7 3. Tidak seimbangnya perkembangan tutupan lahan terbangun dengan fasilitas saluran drainase, sehingga mempercepat terjadinya genangan ketika terjadi hujan yang cukup deras yang berlangsung lama. 4. Belum adanya informasi yang bersifat prediksi terhadap sebaran tingkat bahaya banjir, sehingga pemerintah Kota Padang belum mampu untuk memprediksikan lokasi atau kawasan dan waktu terjadinya banjir. Hal ini mengakibatkan Sistem Peringatan Dini (Early Warning System) belum bisa diterapkan. Pertanyaan pokok dalam penelitian ini adalah: (1) apakah wilayah terbangun di Kota Padang saat ini telah sesuai dengan rencana tata ruang wilayah?, (2) apakah perkembangan wilayah terbangun di Kota Padang menimbulkan peningkatan terhadap bahaya banjir?, dan (3) bagaimana manajemen pengendalian bencana yang berkelanjutan yang harus dikembangkan untuk mengatasi permasalahan banjir di Kota Padang? Bertolak dari pertanyaan-pertanyaan tersebut, maka perlu didapatkan data dan informasi yang lengkap mengenai: (1) kondisi perkembangan wilayah terbangun, (2) distribusi daerah rawan banjir, (3) respon perkembangan wilayah terbangun terhadap bahaya banjir, dan (4) peran pihak-pihak yang berkepentingan (penerima dampak) dalam kegiatan/kebijakan penanggulangan bencana banjir yang berkelanjutan. Berdasarkan hal tersebut, maka pertanyaan penelitian yang akan dipecahkan dan diselesaikan dalam penelitian ini adalah sebagai berikut: 1. Bagaimana perubahan tutupan lahan terbangun antara tahun 1994 dan tahun 2007 di Kota Padang? 2. Bagaimana karakteristik banjir dan tingkat kerawanan Kota Padang terhadap banjir? 3. Bagaimana respon peningkatan laju urbanisasi terhadap bahaya banjir di Kota Padang? 4. Bagaimana bentuk dan tingkat partisipasi penerima dampak bencana banjir dalam kebijakan penanggulangan bencana banjir yang berkelanjutan di Kota Padang?

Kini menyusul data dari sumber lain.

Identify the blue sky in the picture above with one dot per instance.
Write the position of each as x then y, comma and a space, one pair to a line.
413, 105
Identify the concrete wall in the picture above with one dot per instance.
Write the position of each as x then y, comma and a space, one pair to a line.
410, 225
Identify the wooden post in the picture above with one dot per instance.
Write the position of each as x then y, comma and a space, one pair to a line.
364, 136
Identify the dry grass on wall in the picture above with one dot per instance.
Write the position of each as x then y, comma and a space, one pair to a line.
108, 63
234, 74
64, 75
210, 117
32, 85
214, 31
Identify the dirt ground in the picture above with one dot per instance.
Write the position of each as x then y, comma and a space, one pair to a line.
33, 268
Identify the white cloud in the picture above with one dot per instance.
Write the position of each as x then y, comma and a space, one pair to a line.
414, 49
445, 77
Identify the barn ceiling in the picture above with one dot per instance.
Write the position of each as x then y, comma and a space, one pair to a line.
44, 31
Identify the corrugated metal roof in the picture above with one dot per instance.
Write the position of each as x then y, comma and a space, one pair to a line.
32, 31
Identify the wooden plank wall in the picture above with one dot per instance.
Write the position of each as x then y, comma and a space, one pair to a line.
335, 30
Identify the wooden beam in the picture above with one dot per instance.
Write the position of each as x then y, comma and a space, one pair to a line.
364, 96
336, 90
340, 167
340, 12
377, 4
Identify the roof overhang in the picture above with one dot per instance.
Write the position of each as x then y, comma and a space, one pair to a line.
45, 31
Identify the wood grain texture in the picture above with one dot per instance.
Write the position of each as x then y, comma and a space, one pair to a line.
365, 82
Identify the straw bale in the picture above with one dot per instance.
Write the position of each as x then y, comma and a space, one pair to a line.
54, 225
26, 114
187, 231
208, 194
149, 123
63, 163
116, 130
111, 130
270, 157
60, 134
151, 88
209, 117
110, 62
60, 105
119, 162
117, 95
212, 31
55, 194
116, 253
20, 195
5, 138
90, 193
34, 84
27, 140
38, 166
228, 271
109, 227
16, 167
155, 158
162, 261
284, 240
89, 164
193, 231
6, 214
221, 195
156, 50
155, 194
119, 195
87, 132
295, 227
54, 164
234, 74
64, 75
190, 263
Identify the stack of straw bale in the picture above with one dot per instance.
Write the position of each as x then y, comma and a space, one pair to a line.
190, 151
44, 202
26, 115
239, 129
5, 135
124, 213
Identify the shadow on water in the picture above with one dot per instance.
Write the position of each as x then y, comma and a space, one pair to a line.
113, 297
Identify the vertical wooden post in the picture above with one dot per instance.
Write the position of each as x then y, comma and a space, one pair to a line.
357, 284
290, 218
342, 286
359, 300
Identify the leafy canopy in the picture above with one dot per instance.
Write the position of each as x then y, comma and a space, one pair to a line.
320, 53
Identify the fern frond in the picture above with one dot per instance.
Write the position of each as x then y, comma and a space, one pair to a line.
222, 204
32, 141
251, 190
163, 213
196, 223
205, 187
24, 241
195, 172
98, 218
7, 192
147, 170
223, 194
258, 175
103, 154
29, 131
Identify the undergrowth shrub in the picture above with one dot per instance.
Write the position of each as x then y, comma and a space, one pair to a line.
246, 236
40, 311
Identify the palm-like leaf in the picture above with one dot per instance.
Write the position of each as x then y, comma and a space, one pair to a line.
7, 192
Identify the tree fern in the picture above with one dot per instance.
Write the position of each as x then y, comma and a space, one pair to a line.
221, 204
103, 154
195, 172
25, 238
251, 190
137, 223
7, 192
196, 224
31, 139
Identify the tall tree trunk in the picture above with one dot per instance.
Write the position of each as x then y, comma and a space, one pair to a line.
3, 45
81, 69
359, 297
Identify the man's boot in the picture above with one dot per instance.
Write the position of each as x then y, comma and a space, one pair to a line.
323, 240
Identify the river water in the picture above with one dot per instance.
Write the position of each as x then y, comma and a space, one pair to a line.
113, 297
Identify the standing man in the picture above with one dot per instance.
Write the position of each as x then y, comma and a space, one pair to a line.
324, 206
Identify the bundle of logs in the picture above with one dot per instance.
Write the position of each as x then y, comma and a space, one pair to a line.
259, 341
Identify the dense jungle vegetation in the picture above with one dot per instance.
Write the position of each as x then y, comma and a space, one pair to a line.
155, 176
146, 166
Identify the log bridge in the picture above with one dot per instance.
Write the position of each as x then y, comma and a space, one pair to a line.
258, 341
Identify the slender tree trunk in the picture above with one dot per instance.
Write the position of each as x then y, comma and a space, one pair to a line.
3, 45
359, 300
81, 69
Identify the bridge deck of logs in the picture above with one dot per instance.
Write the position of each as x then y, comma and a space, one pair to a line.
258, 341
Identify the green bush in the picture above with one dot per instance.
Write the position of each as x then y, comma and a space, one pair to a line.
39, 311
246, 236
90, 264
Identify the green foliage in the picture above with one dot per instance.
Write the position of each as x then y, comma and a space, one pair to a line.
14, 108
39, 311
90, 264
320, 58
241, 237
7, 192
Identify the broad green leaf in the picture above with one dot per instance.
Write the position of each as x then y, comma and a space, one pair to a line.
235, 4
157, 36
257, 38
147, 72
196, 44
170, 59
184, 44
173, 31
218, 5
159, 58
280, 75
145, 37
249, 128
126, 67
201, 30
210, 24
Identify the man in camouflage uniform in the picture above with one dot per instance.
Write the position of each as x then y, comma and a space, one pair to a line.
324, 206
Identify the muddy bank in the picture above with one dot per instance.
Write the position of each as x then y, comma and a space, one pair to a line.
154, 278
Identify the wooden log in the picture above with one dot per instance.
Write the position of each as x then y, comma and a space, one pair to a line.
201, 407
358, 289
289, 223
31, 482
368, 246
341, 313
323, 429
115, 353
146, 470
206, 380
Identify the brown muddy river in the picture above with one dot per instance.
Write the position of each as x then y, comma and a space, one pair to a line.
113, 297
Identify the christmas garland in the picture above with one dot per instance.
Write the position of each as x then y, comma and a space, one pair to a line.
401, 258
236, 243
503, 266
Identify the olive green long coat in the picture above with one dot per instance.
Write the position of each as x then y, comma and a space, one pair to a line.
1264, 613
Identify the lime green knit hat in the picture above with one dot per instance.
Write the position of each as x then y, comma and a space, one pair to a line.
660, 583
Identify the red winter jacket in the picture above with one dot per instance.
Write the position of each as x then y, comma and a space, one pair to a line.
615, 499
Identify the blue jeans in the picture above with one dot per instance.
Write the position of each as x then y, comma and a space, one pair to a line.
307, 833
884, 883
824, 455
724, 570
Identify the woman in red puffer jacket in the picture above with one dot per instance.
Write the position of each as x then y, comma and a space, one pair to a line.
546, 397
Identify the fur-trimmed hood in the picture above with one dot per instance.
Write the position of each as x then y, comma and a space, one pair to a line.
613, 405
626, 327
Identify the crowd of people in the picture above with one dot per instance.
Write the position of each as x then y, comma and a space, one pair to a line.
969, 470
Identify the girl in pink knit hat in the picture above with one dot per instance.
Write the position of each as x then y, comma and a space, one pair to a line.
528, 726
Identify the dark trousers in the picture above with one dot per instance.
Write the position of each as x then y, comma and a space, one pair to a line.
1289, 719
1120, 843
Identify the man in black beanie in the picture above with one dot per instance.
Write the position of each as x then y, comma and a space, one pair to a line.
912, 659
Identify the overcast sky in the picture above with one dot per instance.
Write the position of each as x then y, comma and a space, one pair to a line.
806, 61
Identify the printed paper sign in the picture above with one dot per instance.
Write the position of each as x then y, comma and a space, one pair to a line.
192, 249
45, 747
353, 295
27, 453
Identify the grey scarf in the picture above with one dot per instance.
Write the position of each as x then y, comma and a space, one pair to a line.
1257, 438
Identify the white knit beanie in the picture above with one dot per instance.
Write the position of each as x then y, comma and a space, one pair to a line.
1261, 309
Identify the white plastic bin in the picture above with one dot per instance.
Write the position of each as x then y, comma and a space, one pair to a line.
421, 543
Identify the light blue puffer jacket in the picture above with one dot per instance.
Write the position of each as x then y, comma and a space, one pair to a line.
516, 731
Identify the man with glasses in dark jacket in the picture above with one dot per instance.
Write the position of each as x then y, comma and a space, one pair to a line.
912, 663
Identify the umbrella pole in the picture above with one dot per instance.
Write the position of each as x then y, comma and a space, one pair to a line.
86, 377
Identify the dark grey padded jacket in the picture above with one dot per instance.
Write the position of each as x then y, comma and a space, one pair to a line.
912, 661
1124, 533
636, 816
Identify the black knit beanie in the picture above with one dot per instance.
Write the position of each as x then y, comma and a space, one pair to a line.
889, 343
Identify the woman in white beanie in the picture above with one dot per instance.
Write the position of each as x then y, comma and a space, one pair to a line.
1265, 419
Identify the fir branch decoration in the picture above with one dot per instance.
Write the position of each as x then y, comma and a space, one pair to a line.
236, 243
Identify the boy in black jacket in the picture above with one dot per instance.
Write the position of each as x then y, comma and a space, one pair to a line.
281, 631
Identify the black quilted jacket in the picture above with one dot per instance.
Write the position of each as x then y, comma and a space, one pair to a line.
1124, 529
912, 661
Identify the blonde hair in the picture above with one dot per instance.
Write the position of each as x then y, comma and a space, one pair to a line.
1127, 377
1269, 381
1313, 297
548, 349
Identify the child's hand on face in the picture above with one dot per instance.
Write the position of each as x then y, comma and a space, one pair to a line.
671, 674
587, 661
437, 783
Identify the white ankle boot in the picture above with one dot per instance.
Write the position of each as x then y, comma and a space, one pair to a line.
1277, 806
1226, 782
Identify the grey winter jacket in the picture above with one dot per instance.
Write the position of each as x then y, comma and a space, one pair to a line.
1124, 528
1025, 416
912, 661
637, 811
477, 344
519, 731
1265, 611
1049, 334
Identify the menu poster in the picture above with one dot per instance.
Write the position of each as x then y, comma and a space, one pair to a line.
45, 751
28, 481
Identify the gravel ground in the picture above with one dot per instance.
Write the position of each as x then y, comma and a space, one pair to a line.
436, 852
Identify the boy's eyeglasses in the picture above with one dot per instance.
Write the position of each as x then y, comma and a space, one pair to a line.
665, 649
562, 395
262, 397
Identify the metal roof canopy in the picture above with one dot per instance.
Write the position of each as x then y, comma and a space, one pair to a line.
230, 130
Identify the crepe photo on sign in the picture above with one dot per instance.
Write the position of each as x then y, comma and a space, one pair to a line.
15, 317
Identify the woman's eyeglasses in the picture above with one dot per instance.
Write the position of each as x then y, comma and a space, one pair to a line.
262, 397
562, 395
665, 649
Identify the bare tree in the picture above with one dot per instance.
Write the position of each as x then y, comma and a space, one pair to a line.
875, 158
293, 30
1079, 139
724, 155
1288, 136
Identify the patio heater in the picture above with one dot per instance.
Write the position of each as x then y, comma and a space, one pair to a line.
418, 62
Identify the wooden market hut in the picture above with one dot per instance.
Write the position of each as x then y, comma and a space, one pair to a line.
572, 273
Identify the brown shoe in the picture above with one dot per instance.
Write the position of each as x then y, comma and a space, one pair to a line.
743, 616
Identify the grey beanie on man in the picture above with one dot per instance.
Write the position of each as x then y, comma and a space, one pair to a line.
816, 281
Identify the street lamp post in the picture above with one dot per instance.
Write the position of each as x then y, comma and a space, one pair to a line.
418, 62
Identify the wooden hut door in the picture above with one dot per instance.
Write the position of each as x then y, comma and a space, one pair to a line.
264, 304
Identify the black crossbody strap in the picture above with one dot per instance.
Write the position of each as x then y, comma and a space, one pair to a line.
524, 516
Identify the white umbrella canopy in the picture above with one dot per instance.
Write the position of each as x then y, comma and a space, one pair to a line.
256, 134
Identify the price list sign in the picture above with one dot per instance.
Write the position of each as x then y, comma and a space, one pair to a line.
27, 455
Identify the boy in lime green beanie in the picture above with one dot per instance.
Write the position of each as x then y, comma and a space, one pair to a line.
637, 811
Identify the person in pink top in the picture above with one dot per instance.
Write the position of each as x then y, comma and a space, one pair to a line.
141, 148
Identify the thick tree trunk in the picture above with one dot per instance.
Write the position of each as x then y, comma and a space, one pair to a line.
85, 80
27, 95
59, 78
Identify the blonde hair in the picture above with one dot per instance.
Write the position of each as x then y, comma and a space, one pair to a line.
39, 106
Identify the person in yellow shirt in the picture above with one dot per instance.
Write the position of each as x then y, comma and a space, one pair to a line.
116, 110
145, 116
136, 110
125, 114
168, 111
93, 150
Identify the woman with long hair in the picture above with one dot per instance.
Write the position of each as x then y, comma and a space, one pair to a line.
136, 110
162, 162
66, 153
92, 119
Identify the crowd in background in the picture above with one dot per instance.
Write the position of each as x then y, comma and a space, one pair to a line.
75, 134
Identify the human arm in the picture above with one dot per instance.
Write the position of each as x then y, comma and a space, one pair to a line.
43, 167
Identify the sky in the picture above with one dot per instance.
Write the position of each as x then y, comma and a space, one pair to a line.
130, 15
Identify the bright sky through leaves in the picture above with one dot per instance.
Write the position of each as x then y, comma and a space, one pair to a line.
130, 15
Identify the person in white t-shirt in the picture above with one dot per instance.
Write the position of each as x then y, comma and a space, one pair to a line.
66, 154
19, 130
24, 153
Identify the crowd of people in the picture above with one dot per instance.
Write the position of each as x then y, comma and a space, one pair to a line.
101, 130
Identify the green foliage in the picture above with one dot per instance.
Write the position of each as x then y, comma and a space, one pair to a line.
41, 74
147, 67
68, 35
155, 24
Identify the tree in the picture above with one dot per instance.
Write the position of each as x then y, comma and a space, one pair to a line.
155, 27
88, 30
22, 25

8 1.4. Tujuan Penelitian Berdasarkan latar belakang dan perumusan masalah, maka tujuan Penelitian ini adalah: 1. Mengidentifikasi laju perluasan lahan terbangun antara tahun 1994 sampai tahun 2007 di Kota Padang. 2. Mempelajari karakteristik banjir dan mengetahui zonasi daerah rawan banjir di Kota Padang. 3. Mengetahui respon peningkatan laju urbanisasi terhadap bahaya banjir di Kota Padang. 4. Mengetahui bentuk dan tingkat partisipasi masyarakat dalam penanggulangan banjir yang berkelanjutan di Kota Padang. 1.5. Manfaat Penelitian Manfaat penelitian ini terdiri dari manfaat bagi pengembangan ilmu pengetahuan, manfaat bagi peneliti, dan manfaat bagi pemegang kebijakan, sebagai berikut: 1. Manfaat bagi ilmu pengetahuan adalah terjadinya proses berpikir ilmiah melalui kegiatan penelitian yang mencirikan berkembangnya ilmu dan pengetahuan di bidang penataan wilayah rawan banjir. 2. Manfaat bagi peneliti adalah dapat berkembangnya kemampuan penalaran dalam rangka membentuk kemandirian peneliti dalam melakukan penelitian yang original 3. Manfaat bagi pemegang kebijakan dalah adalah sebagai dasar untuk mengembangkan kebijakan penanggulangan bencana banjir berbasis masyarakat di Kota Padang, Provinsi Sumatera Barat dan daerah lain yang memiliki kesamaan permasalahan.